Pack size: 5 ampoules.
6.6 Special precautions for disposal
Oxycodone injection has been shown to be compatible with the following drugs:
Hyoscine butylbromide Hyoscine hydrobromide Dexamethasone sodium phosphate Haloperidol
Midazolam hydrochloride Metoclopramide hydrochloride Levomepromazine hydrochloride
Oxycodone injection, undiluted or diluted to 1 mg/ml with 0.9% w/v saline, 5% w/v dextrose or water for injections, is physically and chemically stable when in contact with representative brands of polypropylene or polycarbonate syringes, polyethylene or PVC tubing, and PVC or EVA infusion bags, over a 24 hour period at room temperature.

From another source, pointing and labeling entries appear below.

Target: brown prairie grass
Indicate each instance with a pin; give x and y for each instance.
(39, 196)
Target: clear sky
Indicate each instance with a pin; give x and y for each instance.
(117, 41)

The injection, whether undiluted or diluted to 1 mg/ml in the infusion fluids used in these studies and contained in the various assemblies, does not need to be protected from light.
Inappropriate handling of the undiluted solution after opening of the original ampoule, or of the diluted solutions may compromise the sterility of the product.
7. MARKETING AUTHORISATION HOLDER
Wockhardt UK Ltd Ash Road North Wrexham LL13 9UF UK
8. MARKETING AUTHORISATION NUMBER(S)
PL 29831/0359 PA 1339/25/1 MA 154/05101
9. DATE OF FIRST AUTHORISATION/RENEWAL OF THE AUTHORISATION
UK: 07/05/2010 Ireland: 16/07/2010 Malta: 22/07/2010
10. DATE OF REVISION OF THE TEXT 03/2016.